Second, John tells us what they were teaching. We see in verse 22 that the false teachers were denying that Jesus is the Christ. Of course that denial strikes at the very heart of the Christian faith. Therefore it could not be more serious. And John treats it that way. To deny that Jesus is the Christ is the lie of all lies. It destroys the whole fabric of the Christian claim that Jesus is the Anointed One of God, the One whom the prophets had foretold would come, the one like David, the Messiah of God, his own Son.
You see it isn’t enough to believe in God. One must also believe in the Son. And as John makes clear in verse 23, “No one who denies the Son has the Father.” It is the consistent witness of the New Testament that no one can know God apart from Jesus (e.g. Mt. 11:29; Jn. 12:44-45; 14:6-9). To deny Jesus is to separate oneself from God, because it is only through Jesus that one can know God.
John tells us another thing that the false teachers were teaching in chapter 4, verses 2 and 3. So I want us to jump ahead for a moment to those verses. The false teachers, who had the spirit of antichrist, who for that reason were antichrists, not only denied that Jesus is the Christ; they also denied the reality of the incarnation. They denied that Christ had come in the flesh. Thus false teachers represent the error side of this theme.
Apparently, the false teachers of John’s day had adopted the gnostic idea that matter is evil, which excludes the possibility of any real incarnation. In the gnostic view, Christ only appeared to have a real body. In their view, God, who is spirit, cannot become flesh, because flesh is matter, and matter is evil. It would mean that God would become evil, which is unthinkable. Now, modern thinkers have more refined ways of denying the reality of the incarnation, but the result is the same.
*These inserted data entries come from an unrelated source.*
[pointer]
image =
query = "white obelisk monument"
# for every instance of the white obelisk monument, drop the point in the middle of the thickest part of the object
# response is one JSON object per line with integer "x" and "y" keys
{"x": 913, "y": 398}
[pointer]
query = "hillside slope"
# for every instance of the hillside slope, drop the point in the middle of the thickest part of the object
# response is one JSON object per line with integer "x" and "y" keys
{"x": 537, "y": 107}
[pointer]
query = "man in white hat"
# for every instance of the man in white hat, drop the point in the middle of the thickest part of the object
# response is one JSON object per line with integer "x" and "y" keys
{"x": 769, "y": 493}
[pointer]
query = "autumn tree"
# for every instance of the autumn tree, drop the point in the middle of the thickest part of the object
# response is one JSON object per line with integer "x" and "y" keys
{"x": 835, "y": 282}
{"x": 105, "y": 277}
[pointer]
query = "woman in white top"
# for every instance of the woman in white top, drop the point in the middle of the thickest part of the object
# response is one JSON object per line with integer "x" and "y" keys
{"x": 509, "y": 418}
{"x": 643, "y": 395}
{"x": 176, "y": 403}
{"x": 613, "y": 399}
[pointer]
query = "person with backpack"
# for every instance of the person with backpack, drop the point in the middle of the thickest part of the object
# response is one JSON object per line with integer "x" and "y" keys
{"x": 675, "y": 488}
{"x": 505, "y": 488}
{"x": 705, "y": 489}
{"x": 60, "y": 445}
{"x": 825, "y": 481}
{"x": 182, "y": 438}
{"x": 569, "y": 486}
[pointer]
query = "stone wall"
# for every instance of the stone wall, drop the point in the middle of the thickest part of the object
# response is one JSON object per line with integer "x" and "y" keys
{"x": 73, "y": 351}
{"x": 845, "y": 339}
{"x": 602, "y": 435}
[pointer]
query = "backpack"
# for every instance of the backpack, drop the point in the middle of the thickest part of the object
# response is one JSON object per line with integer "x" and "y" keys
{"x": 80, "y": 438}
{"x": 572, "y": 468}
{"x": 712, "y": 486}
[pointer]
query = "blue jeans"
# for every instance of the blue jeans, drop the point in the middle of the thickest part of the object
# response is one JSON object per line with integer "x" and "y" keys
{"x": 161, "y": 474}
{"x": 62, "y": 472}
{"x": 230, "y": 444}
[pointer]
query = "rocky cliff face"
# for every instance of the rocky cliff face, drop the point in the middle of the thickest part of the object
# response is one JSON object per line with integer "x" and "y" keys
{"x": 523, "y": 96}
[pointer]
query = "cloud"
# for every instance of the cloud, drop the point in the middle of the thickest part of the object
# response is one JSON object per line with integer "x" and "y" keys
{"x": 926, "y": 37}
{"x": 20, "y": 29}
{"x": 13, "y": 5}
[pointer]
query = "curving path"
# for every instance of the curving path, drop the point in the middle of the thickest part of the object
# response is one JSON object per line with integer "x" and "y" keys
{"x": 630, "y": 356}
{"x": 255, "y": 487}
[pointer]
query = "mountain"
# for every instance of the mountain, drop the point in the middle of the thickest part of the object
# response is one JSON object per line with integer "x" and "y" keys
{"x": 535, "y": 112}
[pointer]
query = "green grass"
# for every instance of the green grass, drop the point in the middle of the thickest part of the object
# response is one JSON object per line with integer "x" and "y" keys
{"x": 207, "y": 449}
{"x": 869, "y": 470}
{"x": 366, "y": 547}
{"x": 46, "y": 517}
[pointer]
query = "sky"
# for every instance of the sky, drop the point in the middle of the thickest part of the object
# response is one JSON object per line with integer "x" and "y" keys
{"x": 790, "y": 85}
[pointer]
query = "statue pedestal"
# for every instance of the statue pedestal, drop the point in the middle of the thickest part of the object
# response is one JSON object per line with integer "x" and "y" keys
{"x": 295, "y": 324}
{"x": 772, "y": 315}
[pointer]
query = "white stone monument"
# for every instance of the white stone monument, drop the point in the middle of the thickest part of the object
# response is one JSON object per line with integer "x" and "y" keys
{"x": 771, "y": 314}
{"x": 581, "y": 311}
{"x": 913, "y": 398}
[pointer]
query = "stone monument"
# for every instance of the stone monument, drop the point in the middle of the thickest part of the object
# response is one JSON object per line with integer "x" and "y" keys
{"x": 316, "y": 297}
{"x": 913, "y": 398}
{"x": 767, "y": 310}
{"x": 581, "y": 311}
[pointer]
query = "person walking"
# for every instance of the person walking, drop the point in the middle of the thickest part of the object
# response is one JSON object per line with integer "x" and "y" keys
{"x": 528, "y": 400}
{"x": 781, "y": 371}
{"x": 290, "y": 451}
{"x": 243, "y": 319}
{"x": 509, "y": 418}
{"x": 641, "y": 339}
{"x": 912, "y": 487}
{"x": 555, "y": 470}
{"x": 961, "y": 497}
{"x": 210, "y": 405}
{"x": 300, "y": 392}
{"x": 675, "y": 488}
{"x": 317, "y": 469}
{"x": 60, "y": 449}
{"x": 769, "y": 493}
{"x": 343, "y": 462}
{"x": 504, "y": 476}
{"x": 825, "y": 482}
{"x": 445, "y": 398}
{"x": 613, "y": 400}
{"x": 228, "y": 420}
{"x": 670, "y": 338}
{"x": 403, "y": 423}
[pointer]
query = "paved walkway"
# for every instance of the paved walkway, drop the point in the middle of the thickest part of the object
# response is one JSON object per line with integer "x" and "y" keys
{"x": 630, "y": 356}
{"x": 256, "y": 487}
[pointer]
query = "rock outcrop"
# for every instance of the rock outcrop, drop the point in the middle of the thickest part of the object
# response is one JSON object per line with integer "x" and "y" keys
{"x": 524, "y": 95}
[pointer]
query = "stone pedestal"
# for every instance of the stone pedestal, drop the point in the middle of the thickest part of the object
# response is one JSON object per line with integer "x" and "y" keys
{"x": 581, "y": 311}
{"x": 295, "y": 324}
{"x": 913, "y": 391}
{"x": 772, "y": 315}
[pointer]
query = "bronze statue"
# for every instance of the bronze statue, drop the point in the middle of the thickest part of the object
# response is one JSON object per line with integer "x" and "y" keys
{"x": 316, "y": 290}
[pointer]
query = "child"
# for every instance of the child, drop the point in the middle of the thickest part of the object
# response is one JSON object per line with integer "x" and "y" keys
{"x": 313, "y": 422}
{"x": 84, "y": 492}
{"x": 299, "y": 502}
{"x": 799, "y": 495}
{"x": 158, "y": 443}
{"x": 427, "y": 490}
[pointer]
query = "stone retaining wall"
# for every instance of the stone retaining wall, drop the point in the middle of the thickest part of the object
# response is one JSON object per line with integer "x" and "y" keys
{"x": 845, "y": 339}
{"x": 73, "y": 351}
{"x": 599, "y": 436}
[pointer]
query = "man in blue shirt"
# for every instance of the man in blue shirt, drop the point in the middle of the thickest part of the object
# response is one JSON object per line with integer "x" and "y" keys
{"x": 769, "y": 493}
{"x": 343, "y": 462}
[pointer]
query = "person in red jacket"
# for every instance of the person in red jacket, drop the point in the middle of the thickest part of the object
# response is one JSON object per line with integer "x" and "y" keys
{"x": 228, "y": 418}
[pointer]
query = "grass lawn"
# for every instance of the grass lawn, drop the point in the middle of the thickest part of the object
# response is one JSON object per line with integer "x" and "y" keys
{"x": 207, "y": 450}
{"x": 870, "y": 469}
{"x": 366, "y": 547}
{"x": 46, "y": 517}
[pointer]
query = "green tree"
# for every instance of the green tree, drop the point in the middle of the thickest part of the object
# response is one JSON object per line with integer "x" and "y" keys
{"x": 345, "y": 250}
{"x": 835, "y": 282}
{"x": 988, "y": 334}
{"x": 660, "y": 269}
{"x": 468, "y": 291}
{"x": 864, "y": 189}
They go to the opposite extreme and reduce him to the status of a mere man. Perhaps they will allow that there was some divine power temporarily indwelling him, but they take the heart out of Christianity just as surely as the gnostic type thinkers of John’s day.
Coming back to chapter two, the opposite side of error, of course, is truth. The Christians to whom John wrote had “been anointed by the Holy One,” he tells us in verse 20. Because of that anointing, they know the truth; and thus they can recognize the false claims to be such (v. 21).
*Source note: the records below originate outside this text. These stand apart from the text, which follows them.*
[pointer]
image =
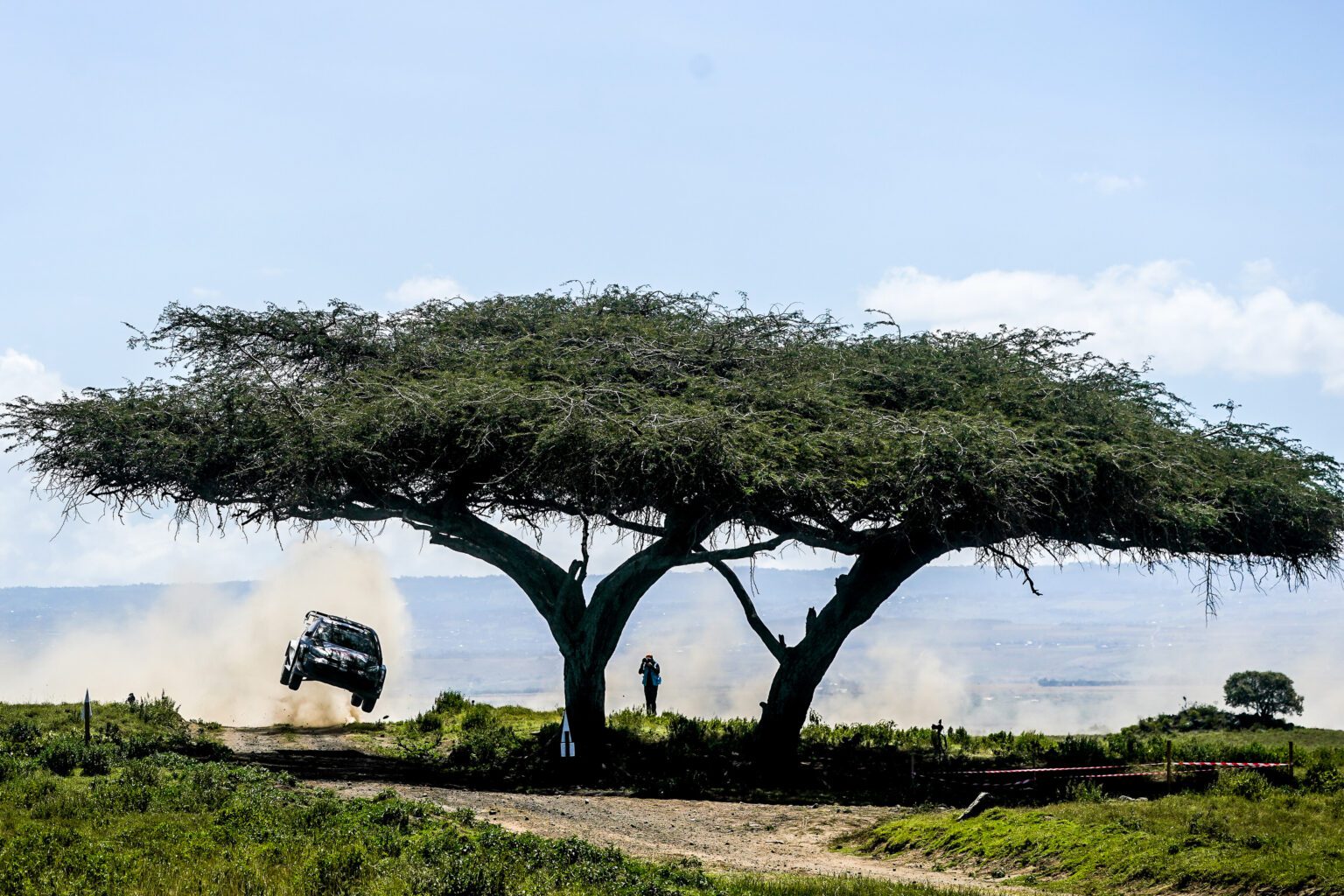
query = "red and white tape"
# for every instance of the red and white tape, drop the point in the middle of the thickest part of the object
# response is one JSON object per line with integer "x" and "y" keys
{"x": 1032, "y": 771}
Moving on to verses 26-29, the false teachers probably had been claiming some sort of special anointing which gave them special knowledge about God and his will. But John is saying that every Christian has the only anointing that matters, the anointing of the Holy Spirit. And we need nothing more, because the Holy Spirit enables us to receive the witness of the written Word.
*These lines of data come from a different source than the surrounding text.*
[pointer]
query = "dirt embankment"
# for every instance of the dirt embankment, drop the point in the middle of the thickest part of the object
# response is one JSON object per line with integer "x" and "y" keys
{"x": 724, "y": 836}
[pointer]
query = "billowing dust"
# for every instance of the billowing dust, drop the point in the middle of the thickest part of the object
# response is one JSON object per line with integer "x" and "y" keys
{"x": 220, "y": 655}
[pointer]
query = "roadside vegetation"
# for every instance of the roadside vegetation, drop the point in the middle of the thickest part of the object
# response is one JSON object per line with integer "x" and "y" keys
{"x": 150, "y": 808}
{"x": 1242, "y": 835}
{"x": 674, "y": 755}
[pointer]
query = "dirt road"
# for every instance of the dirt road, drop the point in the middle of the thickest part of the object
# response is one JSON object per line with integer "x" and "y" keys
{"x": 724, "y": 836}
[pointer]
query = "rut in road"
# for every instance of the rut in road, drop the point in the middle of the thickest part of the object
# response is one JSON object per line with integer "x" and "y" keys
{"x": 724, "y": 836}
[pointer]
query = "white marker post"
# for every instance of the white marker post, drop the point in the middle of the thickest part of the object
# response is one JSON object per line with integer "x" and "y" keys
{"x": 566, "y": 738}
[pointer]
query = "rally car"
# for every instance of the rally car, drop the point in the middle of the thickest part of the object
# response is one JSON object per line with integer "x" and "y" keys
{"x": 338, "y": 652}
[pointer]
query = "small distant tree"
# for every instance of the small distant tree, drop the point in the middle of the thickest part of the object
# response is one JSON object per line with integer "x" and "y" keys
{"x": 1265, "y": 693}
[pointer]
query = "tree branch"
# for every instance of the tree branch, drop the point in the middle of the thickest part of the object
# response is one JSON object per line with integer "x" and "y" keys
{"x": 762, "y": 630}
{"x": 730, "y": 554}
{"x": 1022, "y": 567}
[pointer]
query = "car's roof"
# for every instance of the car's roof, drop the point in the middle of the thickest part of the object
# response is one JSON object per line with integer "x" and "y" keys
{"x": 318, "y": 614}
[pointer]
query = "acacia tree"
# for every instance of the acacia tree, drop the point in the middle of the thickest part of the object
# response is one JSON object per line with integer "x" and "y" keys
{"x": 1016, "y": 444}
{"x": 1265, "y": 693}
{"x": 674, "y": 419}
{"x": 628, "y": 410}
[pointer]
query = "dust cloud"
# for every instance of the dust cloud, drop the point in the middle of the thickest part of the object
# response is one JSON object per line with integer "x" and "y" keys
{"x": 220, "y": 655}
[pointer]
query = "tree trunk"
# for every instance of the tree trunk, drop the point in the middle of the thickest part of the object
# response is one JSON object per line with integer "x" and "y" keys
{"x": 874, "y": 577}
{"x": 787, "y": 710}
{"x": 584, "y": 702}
The key to receiving this anointing of the Holy Spirit is stated in a favorite image of John’s that is very prominent in his Gospel. It is the image of mutual abiding. He tells us to let the anointing of God abide in us (v. 27). And he tells us to abide in him (vv. 27-28). As long as we are abiding in Christ, and he is abiding in us, we will not go wrong.
Now then, there are several results to be seen in verses 27-29. First, we see that the teaching that comes because of the anointing is sufficient. It teaches us about “everything” (v.27). Second, the teaching is reliable; it is true and not a lie (also v.27). Third, the teaching gives us confidence as we look towards the day of the Lord’s appearing. We will not have to shrink back in shame when the glory of God’s penetrating revelation reveals all (v. 28). And fourth, we can do what is right, because we will know what is right (v.29).